Le fleuve Saint-Laurent grandement pollué par les produits pharmaceutiques
- UdeMNouvelles
Le 25 janvier 2024
- Béatrice St-Cyr-Leroux
L’eau du fleuve Saint-Laurent contient divers composés pharmaceutiques potentiellement dangereux pour les écosystèmes et la santé humaine, confirme une nouvelle étude du chercheur Sébastien Sauvé.
Une étude récente révèle qu’une grande quantité de polluants pharmaceutiques se trouvent dans l’eau du fleuve Saint-Laurent et pourraient présenter des risques allant d’intermédiaires à élevés pour les organismes aquatiques.
Cette étude est au cœur de la thèse de doctorat de Marc-Antoine Vaudreuil, étudiant dirigé par Sébastien Sauvé, chercheur en chimie environnementale et professeur au Département de chimie de l’Université de Montréal. Le doctorant a participé aux prélèvements d'échantillons d’eau de surface pendant cinq ans (2017-2021) sur un tronçon de 700 km le long du fleuve.
Malgré l’important effet de dilution du fleuve, les résultats indiquent que quatre composés (caféine, carbamazépine, diclofénac et ibuprofène) pourraient avoir des effets délétères sur la croissance et la reproduction de la faune aquatique.
«Certaines concentrations dépassent les seuils en termes d’exposition à long terme, bien qu’il n’existe à ce jour aucune norme environnementale canadienne pour la plupart des résidus pharmaceutiques», précise Sébastien Sauvé.
Il poursuit: «Les conséquences ne seraient donc pas immédiates, si l’on considère que la plupart des molécules se dégradent assez rapidement, à l’exception de la carbamazépine. Une exposition chronique s’accompagnerait aussi probablement d’une toxicité plus grande pour les organismes en début de croissance, comme les alevins.»
Le chercheur signale que la contamination des ressources en eau par des produits pharmaceutiques peut en outre contribuer indirectement à la résistance aux antibiotiques, une importante menace à la santé mondiale.
Marc-Antoine Vaudreuil souligne d’ailleurs que certaines rivières tributaires du fleuve se trouvant dans des régions densément peuplées sont aussi fortement touchées par les contaminants pharmaceutiques.
Le cas de Montréal
Selon l’étude, la masse d’eau du fleuve Saint-Laurent après l’effluent de Montréal est considérablement plus contaminée que les autres masses d’eau.

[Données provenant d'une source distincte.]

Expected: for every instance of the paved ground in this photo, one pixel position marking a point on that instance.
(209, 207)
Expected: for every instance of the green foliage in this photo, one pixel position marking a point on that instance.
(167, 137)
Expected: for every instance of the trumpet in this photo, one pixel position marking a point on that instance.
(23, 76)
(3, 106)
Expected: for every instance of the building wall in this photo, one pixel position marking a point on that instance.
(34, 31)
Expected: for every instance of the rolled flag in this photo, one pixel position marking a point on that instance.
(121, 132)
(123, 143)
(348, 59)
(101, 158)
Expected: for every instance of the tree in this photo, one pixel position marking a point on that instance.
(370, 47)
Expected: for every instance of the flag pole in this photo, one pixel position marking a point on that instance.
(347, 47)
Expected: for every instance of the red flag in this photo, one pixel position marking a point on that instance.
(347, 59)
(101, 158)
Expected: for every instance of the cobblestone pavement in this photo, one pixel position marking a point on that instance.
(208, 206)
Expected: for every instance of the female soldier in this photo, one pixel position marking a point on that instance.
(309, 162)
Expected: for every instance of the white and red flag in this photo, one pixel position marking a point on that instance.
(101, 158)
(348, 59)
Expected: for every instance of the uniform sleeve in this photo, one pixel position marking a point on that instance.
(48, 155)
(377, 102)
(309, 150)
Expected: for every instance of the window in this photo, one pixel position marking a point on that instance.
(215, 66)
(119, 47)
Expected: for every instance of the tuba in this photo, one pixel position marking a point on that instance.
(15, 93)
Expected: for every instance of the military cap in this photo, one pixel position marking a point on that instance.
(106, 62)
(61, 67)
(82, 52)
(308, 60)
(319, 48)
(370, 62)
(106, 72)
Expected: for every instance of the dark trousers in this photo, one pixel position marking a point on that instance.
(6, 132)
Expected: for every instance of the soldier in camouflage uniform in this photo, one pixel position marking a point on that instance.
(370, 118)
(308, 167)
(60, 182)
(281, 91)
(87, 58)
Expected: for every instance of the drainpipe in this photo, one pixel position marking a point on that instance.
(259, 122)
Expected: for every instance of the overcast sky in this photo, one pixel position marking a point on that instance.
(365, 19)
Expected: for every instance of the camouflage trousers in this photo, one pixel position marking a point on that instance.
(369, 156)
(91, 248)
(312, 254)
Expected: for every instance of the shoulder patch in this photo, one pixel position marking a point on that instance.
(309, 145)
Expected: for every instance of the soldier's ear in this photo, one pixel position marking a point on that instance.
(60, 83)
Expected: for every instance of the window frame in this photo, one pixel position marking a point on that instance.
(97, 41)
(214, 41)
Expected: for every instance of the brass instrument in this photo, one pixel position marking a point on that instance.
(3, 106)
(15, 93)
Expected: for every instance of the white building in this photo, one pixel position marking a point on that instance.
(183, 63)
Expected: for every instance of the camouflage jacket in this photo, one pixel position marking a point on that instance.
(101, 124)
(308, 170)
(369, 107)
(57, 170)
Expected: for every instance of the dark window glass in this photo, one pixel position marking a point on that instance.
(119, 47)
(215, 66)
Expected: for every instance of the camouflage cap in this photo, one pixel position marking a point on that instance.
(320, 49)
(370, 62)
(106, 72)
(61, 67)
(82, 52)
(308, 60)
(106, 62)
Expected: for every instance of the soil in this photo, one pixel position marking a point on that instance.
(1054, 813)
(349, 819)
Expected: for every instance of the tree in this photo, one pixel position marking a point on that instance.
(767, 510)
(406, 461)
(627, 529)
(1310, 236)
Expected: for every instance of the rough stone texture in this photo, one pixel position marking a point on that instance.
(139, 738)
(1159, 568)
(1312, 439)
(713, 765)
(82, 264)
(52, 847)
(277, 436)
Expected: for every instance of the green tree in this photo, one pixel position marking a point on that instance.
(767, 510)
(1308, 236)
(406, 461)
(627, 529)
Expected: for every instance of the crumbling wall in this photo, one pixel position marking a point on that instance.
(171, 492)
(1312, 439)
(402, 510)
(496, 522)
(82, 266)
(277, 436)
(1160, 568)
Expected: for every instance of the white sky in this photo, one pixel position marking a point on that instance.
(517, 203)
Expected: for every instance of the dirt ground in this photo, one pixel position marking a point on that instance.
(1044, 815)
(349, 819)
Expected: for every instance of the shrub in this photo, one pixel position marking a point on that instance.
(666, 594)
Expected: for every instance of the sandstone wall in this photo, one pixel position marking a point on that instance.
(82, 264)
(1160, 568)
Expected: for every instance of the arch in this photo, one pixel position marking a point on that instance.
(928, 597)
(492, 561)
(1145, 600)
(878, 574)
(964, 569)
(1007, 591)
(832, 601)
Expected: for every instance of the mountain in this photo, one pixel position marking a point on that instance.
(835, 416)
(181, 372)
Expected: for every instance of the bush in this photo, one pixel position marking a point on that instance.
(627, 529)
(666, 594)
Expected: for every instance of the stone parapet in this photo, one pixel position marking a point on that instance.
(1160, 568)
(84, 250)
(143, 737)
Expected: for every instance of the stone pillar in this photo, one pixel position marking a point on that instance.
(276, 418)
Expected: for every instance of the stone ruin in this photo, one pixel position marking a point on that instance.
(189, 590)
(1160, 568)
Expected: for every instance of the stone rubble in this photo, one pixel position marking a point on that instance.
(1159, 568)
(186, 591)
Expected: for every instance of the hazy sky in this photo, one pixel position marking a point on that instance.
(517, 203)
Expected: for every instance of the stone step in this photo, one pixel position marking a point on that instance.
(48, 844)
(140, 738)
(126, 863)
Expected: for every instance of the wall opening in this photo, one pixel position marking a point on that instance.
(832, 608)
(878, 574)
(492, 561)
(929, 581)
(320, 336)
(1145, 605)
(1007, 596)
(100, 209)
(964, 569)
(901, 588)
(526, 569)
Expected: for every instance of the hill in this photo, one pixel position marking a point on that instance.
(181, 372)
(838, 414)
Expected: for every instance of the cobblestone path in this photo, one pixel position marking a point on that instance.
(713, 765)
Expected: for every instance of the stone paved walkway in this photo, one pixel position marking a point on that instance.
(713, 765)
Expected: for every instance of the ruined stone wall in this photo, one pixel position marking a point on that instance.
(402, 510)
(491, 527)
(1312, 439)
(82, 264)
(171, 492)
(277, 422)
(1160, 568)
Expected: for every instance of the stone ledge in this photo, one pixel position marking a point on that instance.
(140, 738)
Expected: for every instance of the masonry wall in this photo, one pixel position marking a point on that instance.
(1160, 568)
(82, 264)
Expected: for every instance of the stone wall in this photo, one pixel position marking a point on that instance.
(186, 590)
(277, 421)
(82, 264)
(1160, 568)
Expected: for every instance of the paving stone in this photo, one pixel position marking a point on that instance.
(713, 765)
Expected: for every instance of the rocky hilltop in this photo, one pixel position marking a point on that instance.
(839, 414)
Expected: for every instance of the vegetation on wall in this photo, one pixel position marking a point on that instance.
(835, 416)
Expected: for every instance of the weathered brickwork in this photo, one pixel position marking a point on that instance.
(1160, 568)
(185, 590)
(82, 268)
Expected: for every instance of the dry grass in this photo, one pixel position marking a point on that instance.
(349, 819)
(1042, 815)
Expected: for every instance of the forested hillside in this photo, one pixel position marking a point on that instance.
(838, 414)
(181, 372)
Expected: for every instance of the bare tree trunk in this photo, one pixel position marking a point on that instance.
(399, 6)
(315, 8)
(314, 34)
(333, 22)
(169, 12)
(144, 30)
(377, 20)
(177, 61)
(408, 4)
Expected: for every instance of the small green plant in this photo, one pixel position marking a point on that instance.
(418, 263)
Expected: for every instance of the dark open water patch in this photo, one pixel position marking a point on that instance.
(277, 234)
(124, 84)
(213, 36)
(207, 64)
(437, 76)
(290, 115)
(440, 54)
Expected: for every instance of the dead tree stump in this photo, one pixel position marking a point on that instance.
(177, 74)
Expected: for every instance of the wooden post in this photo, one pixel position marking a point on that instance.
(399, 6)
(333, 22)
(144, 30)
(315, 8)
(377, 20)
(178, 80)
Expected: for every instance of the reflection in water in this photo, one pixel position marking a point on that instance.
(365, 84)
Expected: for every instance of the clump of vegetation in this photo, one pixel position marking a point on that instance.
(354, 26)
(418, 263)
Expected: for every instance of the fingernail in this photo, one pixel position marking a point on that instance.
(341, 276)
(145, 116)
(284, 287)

Cette contamination est visible jusqu’à 70 km en aval, soit jusqu’au lac Saint-Pierre.
«C’est étonnant de constater que la trace s’étend aussi loin, note Sébastien Sauvé. Par contre, la contamination de la région métropolitaine était prévisible compte tenu du fait que deux millions de personnes vivent sur l’île de Montréal et qu’il existe une seule station d’épuration qui traite environ 900 milliards de litres d’eau chaque année.»
Actuellement, les installations de traitement des eaux usées de la métropole ne sont pas conçues pour éliminer spécifiquement les produits pharmaceutiques. L’efficacité des procédés d’élimination est ainsi parfois faible ou nulle pour ces polluants.
Heureusement, Sébastien Sauvé indique qu’un projet d’ozonation est en cours à Montréal pour assainir les eaux usées. Cette technique permettrait de détruire 80 % des molécules médicamenteuses.
«C’est un couteau à double tranchant. Le système doit être bien fait, puisque l’ozone transforme les résidus pharmaceutiques en molécules encore plus toxiques. Il faut donc suffisamment d’ozone pour éliminer aussi ces nouvelles molécules», plaide-t-il.
Des solutions?
D’un point de vue structurel, la mise en œuvre de traitements avancés des eaux usées qui réduiraient les charges chimiques pourrait contribuer à améliorer la qualité de l’eau du fleuve Saint-Laurent qui, rappelons-le, est également une source d’eau potable.
Sébastien Sauvé propose aussi de cibler précisément les rejets d’eaux usées des lieux plus susceptibles de produire une grande quantité de déchets pharmaceutiques, comme les hôpitaux ou les résidences pour personnes âgées.
À plus petite échelle, le professeur encourage les efforts des industries pharmaceutiques et de la population en général en vue d’éliminer correctement les médicaments périmés par exemple.
«Gardons en tête que le rejet de composés pharmaceutiques dans les eaux usées urbaines provient des médicaments que tout un chacun consomme, il convient donc d’en faire un usage adéquat», conclut-il.